Tuesday, December 20, 2011


There's such a mix of things going on right now - perhaps I should write about finally finishing my Masters, perhaps how much shopping I have left, ..., but I'm feeling like talking about walking again, and Ampyra. Perhaps I sound like a broken record with this stuff, but it's really amazing to me, and continues to be so.

Before I started Ampyra, I mostly used my wheelchair and had an old leg brace so I could walk as much as I could, which was not much. I was never stable really, in the sense that I am stable now. But going back to my first leg brace which gave me as much stability as I could get...

I remember when I got the old (ancient) leg brace. I definitely didn't want it. Those things are ugly. When someone came to show me one and dove right into being excited about it, I wasn't ready. I wasn't excited. To me, this just meant things were getting worse. My doctor was there and sensing this (because he is one of the very few who can sense these things), he asked me "is this ok?" That was the break I needed in the conversation that got me out of the "deer in the headlights" moment I was having. I got the brace. I put it in my closet. I was going to fight using that... thing. Yuck.

I had more and more trouble walking and started avoiding steep hills for fear of falling. One day I got the brace out of the closet and decided to try it... yuck. But wow - amazingly, it made walking easier. I went to the hill, walking my dog, and I could walk down the hill again. So I got used to the ugly brace, and it became a good thing.

When I got my wheelchair, there was a similar process. I finally decided to use it to go into work when I was pregnant and was really afraid of falling. I sent an email to our entire department to tell them of my decision and they were very supportive. And through this, I grew to like my wheelchair - I could finally go to the mall again and it was freeing.

Over many years this was the state of things - I had the leg brace which grew old, and a wheelchair (eventually I got 2 wheelchairs because a new model was better for me).

Then came Ampyra. I started walking better. I started going to physical therapy. And my therapist looked at the old leg brace and declared it didn't fit me at all anymore. Back to the doctor I went to get a new brace and someone apologized that the brace was 9 years old - apparently they are supposed to last 2 years or so.

This time it was different - instead of looking at a brace as a negative, I couldn't wait to get a brace that would help me - but I do have to say the new brace wasn't quite as ugly. I kept going to physical therapy and started using a brace for the other leg there.

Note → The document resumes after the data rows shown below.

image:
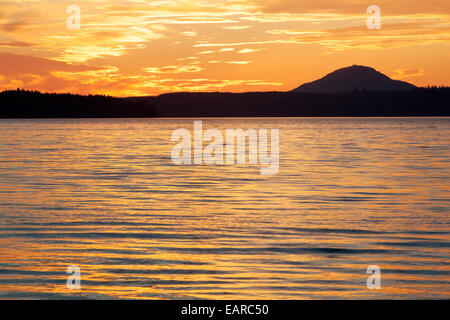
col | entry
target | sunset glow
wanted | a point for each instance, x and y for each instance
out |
(137, 47)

It seemed to really help, and soon my therapist thought I should get a brace for my left leg. And now that times are different, I was excited! This brace would help me walk better. The yuck reaction was replaced by wondering if I could go further and faster.

The new brace definitely helps me to walk better - it helps me lift my toe. Walking feels so much smoother. It's winter, so people can't see, but I laugh about the summer. It's going to look really ridiculous when I wear shorts. But, hopefully I'll still be walking better. I feel like a bionic person. There are a few things that are a bit more difficult - getting up is one. It's hard to explain nuances of braces. With the left brace I can lock my knee; with the right brace I really can't and I've decided I should really have what I have on the left on the right as well.

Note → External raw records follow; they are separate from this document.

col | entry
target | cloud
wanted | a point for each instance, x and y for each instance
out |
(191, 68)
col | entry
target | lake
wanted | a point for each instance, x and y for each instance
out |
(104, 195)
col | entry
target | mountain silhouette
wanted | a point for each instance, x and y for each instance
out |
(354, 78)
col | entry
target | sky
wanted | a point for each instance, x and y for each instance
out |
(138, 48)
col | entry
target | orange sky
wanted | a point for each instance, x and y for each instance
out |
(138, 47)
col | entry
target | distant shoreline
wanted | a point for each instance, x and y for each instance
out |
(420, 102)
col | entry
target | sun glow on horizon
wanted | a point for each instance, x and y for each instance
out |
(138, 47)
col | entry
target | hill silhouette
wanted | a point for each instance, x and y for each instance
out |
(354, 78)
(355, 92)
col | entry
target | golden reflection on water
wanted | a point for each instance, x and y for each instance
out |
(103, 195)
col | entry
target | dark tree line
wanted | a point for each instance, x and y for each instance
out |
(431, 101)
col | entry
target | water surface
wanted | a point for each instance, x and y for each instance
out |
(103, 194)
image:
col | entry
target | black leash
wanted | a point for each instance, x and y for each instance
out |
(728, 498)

So this past weekend I graduated. In the week before that, the brace was new. I was walking a ton. I walked to a concert, up a long hill. I walked, for the first time, into my daughter's school (it has a huge hill to get into it). All the kids stared and finally one asked me _what_ I was doing. When I told him my legs don't work right, he smiled and said without pause, "it looks like you are dancing."

This past weekend was graduation. I had a goal. I wanted to walk across the stage. Without the new brace I couldn't have done it because there was a huge ramp. But I did it. I did get very nervous, afraid of holding everyone up, and so it wasn't a good show, but I made it.

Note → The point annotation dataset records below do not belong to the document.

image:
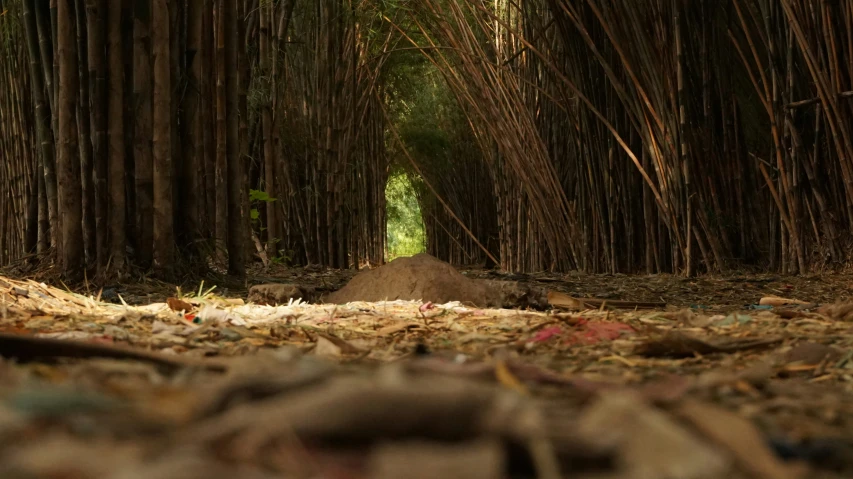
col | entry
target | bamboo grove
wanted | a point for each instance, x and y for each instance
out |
(155, 133)
(660, 136)
(680, 136)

A long time ago when I decided not to go on another medicine, our pastor, who knew I was having trouble deciding what to do, asked me what I was going to do. I thought and then said I was going to wait. And I thought to myself that I really hoped something else came along. Well, it did. This stuff doesn't happen with everyone - waiting and then something good unexpectedly happening. But it did, bionics and all.